Benzo et al. reported that the incidence of postoperative complications in lung cancer patients who underwent pre-PR was significantly lower than that in patients who received usual care11). Moreover, Varela et al. elucidated that the combination of respiratory muscle training by using an incentive spirometry and peripheral muscle training at pre-PR was more effective for the prevention of postoperative atelectasis than respiratory muscle training alone17). The reasons for the good result—that postoperative pneumonia and atelectasis might be eliminated by pre-PR—included not only respiratory muscle training but also the instruction of mobilization in our study. Because our retrospective and observational study was without controlled subjects, the effect of pre-PR alone was not elucidated in this study.

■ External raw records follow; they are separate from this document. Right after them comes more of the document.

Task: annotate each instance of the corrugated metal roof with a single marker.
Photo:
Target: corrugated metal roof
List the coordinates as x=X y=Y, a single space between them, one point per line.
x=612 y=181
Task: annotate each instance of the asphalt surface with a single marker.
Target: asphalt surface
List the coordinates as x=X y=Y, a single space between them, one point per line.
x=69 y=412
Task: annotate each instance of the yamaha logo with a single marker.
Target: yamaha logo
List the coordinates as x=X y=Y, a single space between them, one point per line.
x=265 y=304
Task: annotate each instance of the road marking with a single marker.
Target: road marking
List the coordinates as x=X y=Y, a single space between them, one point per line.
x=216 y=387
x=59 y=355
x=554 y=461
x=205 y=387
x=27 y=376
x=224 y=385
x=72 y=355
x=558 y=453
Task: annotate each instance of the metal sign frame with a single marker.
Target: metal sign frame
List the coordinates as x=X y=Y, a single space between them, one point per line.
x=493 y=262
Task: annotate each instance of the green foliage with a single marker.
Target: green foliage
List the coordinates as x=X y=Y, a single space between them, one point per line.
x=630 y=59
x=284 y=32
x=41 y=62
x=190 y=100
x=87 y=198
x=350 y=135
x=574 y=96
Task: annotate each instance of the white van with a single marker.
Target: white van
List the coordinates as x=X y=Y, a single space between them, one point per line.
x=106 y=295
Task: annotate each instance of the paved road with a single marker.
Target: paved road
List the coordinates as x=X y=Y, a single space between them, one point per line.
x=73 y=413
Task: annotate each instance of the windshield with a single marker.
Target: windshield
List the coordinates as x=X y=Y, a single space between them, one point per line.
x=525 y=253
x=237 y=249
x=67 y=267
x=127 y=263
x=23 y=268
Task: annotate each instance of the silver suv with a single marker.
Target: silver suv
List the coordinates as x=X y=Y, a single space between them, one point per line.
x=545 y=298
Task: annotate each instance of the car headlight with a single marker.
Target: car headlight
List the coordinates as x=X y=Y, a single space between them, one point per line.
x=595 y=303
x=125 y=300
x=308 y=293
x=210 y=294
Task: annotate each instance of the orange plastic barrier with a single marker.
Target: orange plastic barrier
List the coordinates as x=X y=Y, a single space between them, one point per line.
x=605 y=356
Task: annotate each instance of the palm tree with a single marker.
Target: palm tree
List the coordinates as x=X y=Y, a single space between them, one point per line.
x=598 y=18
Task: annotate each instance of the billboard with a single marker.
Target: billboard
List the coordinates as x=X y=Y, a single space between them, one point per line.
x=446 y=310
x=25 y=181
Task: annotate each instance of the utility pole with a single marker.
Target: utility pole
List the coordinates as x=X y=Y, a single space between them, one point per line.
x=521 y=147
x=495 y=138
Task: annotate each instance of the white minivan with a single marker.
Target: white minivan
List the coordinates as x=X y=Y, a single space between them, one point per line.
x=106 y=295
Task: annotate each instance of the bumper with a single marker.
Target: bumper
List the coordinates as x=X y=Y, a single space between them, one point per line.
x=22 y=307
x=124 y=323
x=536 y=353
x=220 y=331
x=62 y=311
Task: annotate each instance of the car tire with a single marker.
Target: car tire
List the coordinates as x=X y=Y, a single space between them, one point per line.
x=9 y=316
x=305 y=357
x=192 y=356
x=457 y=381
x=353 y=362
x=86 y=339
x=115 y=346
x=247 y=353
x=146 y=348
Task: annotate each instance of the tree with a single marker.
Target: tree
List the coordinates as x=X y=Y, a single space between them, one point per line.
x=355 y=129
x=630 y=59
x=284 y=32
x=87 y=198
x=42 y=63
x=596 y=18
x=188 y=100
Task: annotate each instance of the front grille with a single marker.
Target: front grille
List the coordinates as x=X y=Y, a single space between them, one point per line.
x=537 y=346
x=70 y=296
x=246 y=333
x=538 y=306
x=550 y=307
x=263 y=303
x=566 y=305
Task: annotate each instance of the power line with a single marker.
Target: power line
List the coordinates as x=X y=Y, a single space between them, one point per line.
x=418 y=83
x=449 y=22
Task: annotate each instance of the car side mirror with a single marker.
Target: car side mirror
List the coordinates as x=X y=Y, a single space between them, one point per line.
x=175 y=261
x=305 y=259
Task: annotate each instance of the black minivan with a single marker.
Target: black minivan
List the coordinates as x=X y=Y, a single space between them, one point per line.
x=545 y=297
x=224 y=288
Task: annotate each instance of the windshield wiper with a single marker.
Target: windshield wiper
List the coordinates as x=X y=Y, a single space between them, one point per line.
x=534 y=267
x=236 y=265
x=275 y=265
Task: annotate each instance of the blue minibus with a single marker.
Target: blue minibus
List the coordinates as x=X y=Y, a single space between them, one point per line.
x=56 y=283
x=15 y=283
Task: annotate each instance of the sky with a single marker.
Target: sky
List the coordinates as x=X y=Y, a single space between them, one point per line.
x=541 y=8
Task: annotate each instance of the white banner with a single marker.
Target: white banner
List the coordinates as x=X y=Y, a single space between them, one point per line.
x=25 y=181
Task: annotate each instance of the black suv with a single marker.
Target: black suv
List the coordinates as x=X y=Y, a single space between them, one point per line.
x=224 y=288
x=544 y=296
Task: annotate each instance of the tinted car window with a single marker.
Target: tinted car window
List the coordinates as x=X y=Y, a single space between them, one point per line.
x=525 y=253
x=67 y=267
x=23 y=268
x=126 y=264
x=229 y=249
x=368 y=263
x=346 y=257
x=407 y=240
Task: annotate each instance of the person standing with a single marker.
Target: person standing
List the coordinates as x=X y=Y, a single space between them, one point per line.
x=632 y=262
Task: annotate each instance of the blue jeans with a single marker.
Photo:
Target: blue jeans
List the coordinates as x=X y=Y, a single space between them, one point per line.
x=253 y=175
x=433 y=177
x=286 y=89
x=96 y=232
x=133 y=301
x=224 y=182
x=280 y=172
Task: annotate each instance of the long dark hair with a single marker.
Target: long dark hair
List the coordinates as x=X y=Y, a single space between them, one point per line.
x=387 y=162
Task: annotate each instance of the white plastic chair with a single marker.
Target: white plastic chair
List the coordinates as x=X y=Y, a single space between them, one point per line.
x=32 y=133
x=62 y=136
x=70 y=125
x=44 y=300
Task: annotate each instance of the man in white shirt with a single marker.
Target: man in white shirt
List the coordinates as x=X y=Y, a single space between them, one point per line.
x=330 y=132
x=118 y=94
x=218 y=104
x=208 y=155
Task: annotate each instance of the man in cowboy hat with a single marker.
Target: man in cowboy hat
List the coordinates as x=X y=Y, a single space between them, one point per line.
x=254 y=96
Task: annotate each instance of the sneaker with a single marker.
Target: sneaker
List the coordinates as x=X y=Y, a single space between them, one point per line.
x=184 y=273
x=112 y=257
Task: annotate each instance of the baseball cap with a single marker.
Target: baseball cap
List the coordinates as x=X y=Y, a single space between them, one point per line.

In this study, the decreases of FVC % predicted and FEV1% predicted were 5.9% (SD, 8.5) and 9.6% (SD, 11.1) at 3 months postoperation, respectively. Santombrogio et al. reported that in lung cancer patients who underwent lung lobectomy, decreases at 6 months postoperation of 10.7% (SD, 4.5) in FVC % predicted and 9.1% (SD, 10.7) in FEV1% predicted were observed18). The decline of pulmonary function in NTM lung disease patients who underwent lung resection was similar to that in lung cancer patients.

Our study has some limitations that need to be addressed. First, the number of patients in our study was small because NTM lung disease is a rare disease. Second, the adherence to pre-PR was not evaluated. Finally, in this study, we did not take into account the resection site and its size. Postoperative pulmonary function is also sometimes used as a predicted value that is calculated by using the number of subsegmentectomy and subsegmental bronchial obstructions caused by a tumor19). Future studies including a larger number of patients and considering those factors are needed.

In conclusion, the present study elucidates that postoperative pneumonia and atelectasis did not occur in NTM lung disease patients who underwent lung resection with VATS and pre-PR. This indicates that the combination of VATS and pre-PR in NTM lung disease patients may be effective for preventing postoperative complications.